Sécheresses, chaleur, CO₂, biodiversité : tout passe par le sol (vivant)  - Action environnementale Agriculture Bactéries Biodiversité Biologie Champignons Changement climatique Climat Eau Écologie Environnement Érosion Études Forêts Micro-organisme Microbes Nature Nitrates Plantes Pluie Recherche scientifique Science Sciences Sécheresse Sols Sols vivants
| 03/08/2026

Sécheresses, chaleur, CO₂, biodiversité : tout passe par le sol (vivant)

Image d’illustration © Conservatoire d'espaces naturels Rhône-Alpes | Capture vidéo

Et si on revenait aux bases ? Au moins 60% des espèces vivantes se trouvent sous nos pieds. Le potentiel de stockage de l’eau est des centaines de fois plus élevé dans les sols qu’en surface. Nos aliments et les deux tiers de notre eau potable viennent de la terre. Le sol climatise et humidifie l’atmosphère. Il stocke du carbone et pourrait annuler nos émissions de CO₂ si nous changions nos pratiques.
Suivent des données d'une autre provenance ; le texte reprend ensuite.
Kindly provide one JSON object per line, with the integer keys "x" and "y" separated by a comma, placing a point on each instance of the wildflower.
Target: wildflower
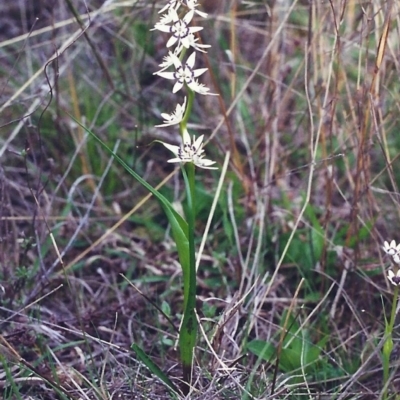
{"x": 192, "y": 4}
{"x": 394, "y": 278}
{"x": 168, "y": 61}
{"x": 190, "y": 151}
{"x": 185, "y": 74}
{"x": 172, "y": 4}
{"x": 192, "y": 42}
{"x": 176, "y": 117}
{"x": 179, "y": 29}
{"x": 391, "y": 248}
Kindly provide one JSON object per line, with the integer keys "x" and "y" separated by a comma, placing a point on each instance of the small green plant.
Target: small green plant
{"x": 294, "y": 353}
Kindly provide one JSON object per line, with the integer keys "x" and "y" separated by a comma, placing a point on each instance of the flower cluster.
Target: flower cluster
{"x": 190, "y": 151}
{"x": 393, "y": 250}
{"x": 182, "y": 37}
{"x": 182, "y": 41}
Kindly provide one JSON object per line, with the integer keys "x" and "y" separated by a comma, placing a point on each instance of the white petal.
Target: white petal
{"x": 166, "y": 75}
{"x": 191, "y": 60}
{"x": 171, "y": 147}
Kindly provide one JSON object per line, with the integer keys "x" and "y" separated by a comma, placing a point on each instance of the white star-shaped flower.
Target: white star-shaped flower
{"x": 179, "y": 29}
{"x": 394, "y": 278}
{"x": 391, "y": 248}
{"x": 192, "y": 42}
{"x": 176, "y": 117}
{"x": 190, "y": 151}
{"x": 184, "y": 73}
{"x": 172, "y": 4}
{"x": 168, "y": 61}
{"x": 192, "y": 4}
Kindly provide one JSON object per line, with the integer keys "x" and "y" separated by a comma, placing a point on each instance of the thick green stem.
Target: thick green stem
{"x": 188, "y": 333}
{"x": 188, "y": 110}
{"x": 388, "y": 345}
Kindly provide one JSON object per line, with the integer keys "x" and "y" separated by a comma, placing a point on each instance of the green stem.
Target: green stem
{"x": 188, "y": 110}
{"x": 388, "y": 345}
{"x": 188, "y": 333}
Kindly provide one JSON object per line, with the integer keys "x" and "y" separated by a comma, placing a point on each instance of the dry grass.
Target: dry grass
{"x": 307, "y": 108}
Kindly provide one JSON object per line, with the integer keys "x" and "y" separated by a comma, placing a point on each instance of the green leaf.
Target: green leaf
{"x": 153, "y": 367}
{"x": 179, "y": 226}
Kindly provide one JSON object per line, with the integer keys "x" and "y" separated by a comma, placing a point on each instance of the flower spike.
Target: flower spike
{"x": 176, "y": 117}
{"x": 190, "y": 151}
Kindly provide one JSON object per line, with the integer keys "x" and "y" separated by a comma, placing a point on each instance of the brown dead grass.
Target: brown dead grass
{"x": 308, "y": 109}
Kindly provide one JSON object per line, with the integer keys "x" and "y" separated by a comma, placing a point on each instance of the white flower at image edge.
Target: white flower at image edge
{"x": 190, "y": 151}
{"x": 391, "y": 248}
{"x": 394, "y": 278}
{"x": 176, "y": 117}
{"x": 185, "y": 73}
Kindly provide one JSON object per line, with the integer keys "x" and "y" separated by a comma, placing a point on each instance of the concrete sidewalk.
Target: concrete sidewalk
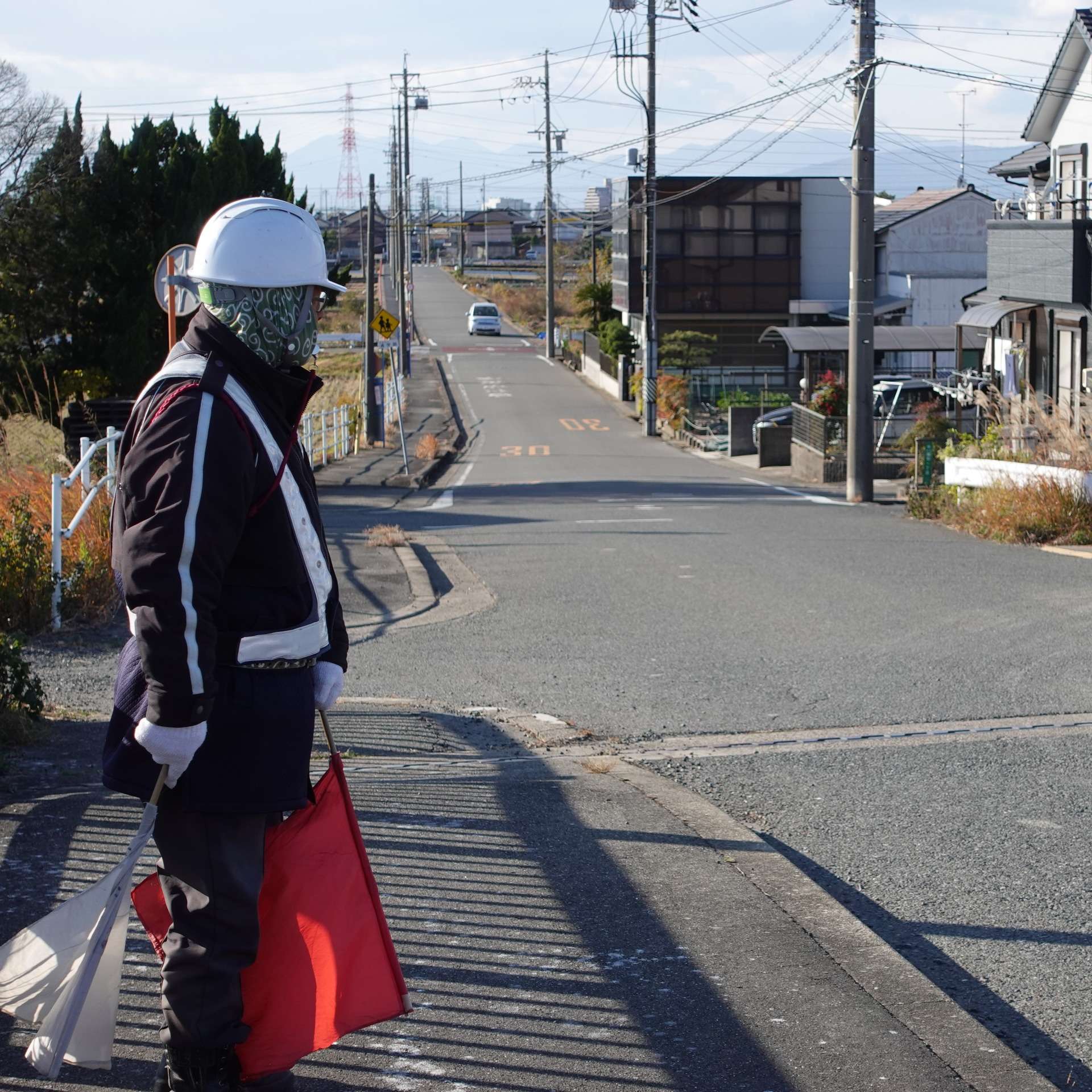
{"x": 573, "y": 924}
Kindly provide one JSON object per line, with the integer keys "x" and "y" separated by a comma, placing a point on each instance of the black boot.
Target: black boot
{"x": 162, "y": 1085}
{"x": 197, "y": 1069}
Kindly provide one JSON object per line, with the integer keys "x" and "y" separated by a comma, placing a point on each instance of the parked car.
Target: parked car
{"x": 483, "y": 319}
{"x": 781, "y": 416}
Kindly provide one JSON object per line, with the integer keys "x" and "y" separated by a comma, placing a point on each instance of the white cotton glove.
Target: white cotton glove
{"x": 172, "y": 747}
{"x": 329, "y": 680}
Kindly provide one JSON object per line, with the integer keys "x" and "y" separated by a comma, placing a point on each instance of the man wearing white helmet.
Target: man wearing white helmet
{"x": 236, "y": 627}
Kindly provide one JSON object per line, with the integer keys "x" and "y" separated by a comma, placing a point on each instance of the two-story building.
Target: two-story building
{"x": 737, "y": 256}
{"x": 1037, "y": 303}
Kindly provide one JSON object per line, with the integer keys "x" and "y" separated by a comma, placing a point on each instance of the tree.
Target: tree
{"x": 27, "y": 123}
{"x": 616, "y": 340}
{"x": 80, "y": 238}
{"x": 594, "y": 300}
{"x": 686, "y": 349}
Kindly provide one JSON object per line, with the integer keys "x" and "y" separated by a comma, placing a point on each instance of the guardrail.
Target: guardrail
{"x": 327, "y": 435}
{"x": 81, "y": 473}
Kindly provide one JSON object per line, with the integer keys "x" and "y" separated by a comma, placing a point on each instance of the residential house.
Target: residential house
{"x": 598, "y": 198}
{"x": 737, "y": 256}
{"x": 348, "y": 235}
{"x": 490, "y": 234}
{"x": 930, "y": 253}
{"x": 1036, "y": 305}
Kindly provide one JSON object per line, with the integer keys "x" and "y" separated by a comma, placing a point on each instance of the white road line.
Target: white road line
{"x": 662, "y": 519}
{"x": 804, "y": 496}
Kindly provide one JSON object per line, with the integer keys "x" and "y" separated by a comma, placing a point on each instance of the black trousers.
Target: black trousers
{"x": 211, "y": 873}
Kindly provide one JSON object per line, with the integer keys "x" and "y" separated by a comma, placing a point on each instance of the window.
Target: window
{"x": 776, "y": 245}
{"x": 772, "y": 220}
{"x": 737, "y": 245}
{"x": 701, "y": 244}
{"x": 669, "y": 243}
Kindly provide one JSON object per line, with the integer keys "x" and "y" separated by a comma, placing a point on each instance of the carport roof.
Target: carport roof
{"x": 886, "y": 339}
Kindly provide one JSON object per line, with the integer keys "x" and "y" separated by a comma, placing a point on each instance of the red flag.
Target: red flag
{"x": 326, "y": 962}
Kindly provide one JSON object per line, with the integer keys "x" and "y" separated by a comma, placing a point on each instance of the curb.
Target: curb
{"x": 975, "y": 1054}
{"x": 452, "y": 440}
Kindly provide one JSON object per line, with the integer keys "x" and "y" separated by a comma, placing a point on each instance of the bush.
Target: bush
{"x": 771, "y": 400}
{"x": 830, "y": 398}
{"x": 932, "y": 424}
{"x": 20, "y": 688}
{"x": 615, "y": 340}
{"x": 22, "y": 697}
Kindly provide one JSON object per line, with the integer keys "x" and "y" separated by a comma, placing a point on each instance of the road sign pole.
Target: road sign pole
{"x": 172, "y": 319}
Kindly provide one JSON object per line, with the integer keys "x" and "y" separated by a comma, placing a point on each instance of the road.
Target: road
{"x": 644, "y": 594}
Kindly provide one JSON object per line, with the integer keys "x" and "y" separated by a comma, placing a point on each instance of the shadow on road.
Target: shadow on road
{"x": 911, "y": 941}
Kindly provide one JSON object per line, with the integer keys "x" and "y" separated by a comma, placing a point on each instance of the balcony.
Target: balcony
{"x": 1040, "y": 260}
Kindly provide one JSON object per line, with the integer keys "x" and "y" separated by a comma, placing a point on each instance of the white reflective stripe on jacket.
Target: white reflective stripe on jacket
{"x": 312, "y": 638}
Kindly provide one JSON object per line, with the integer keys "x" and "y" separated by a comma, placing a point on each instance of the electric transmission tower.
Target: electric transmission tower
{"x": 350, "y": 185}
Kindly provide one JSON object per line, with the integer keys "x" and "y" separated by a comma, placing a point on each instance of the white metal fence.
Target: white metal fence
{"x": 80, "y": 473}
{"x": 326, "y": 435}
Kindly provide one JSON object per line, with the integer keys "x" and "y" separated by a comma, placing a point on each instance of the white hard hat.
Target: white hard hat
{"x": 261, "y": 243}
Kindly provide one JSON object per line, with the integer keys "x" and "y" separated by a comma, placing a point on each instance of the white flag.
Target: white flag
{"x": 64, "y": 973}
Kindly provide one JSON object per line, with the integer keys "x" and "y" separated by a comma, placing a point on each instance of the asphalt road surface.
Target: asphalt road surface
{"x": 642, "y": 593}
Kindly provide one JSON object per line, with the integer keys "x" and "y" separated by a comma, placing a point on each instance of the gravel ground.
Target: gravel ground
{"x": 77, "y": 667}
{"x": 970, "y": 858}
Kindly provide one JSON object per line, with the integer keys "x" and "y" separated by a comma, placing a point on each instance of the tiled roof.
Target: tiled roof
{"x": 1024, "y": 163}
{"x": 913, "y": 204}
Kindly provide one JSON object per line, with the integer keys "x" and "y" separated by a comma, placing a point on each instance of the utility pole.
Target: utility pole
{"x": 462, "y": 222}
{"x": 369, "y": 315}
{"x": 859, "y": 477}
{"x": 962, "y": 146}
{"x": 485, "y": 223}
{"x": 403, "y": 256}
{"x": 650, "y": 235}
{"x": 548, "y": 214}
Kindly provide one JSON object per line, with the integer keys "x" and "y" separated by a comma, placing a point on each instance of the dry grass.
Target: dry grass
{"x": 1033, "y": 431}
{"x": 387, "y": 534}
{"x": 26, "y": 582}
{"x": 428, "y": 447}
{"x": 526, "y": 304}
{"x": 27, "y": 441}
{"x": 600, "y": 764}
{"x": 1028, "y": 514}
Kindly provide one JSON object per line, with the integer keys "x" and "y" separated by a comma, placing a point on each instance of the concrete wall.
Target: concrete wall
{"x": 948, "y": 239}
{"x": 602, "y": 379}
{"x": 1040, "y": 259}
{"x": 825, "y": 239}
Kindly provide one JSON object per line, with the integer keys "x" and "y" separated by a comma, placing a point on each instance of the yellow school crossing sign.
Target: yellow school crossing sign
{"x": 384, "y": 324}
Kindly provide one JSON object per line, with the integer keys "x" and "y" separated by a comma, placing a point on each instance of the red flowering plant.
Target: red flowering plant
{"x": 830, "y": 398}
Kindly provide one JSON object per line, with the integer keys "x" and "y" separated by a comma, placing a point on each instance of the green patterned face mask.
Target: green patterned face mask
{"x": 267, "y": 320}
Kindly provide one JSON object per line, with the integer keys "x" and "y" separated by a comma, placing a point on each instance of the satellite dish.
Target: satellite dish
{"x": 185, "y": 287}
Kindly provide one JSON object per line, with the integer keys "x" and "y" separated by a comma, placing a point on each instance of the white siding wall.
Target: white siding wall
{"x": 825, "y": 239}
{"x": 949, "y": 238}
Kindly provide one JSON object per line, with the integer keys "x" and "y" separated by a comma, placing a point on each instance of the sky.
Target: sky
{"x": 286, "y": 66}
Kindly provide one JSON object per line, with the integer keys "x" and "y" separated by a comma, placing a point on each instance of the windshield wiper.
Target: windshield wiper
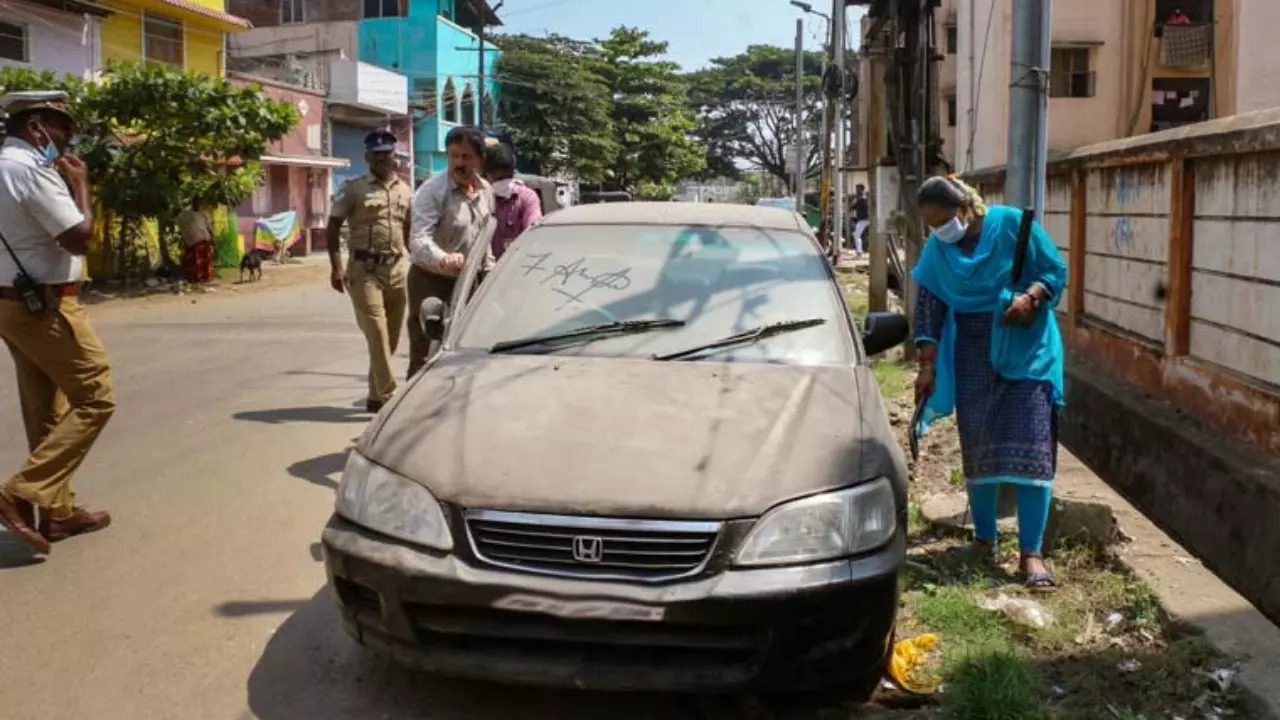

Et pourtant, on ne parle quasiment jamais du sol, ni dans les médias, ni ailleurs. Bizarre, car le sol est à l’origine de tout et la solution à une bonne partie de nos problèmes. Mais cela nécessiterait une petite réflexion. Trop dur ?

Le terme matière organique du sol (MO) désigne l’ensemble des constituants d’origine végétale, animale ou microbienne, vivants ou en décomposition, présents dans le sol. Elle représente généralement de 0,5 à 5% de sa masse, voire jusqu’à 12 à 15% dans certaines forêts très anciennes. Elle joue un rôle central dans la fertilité des sols et la régulation du climat. 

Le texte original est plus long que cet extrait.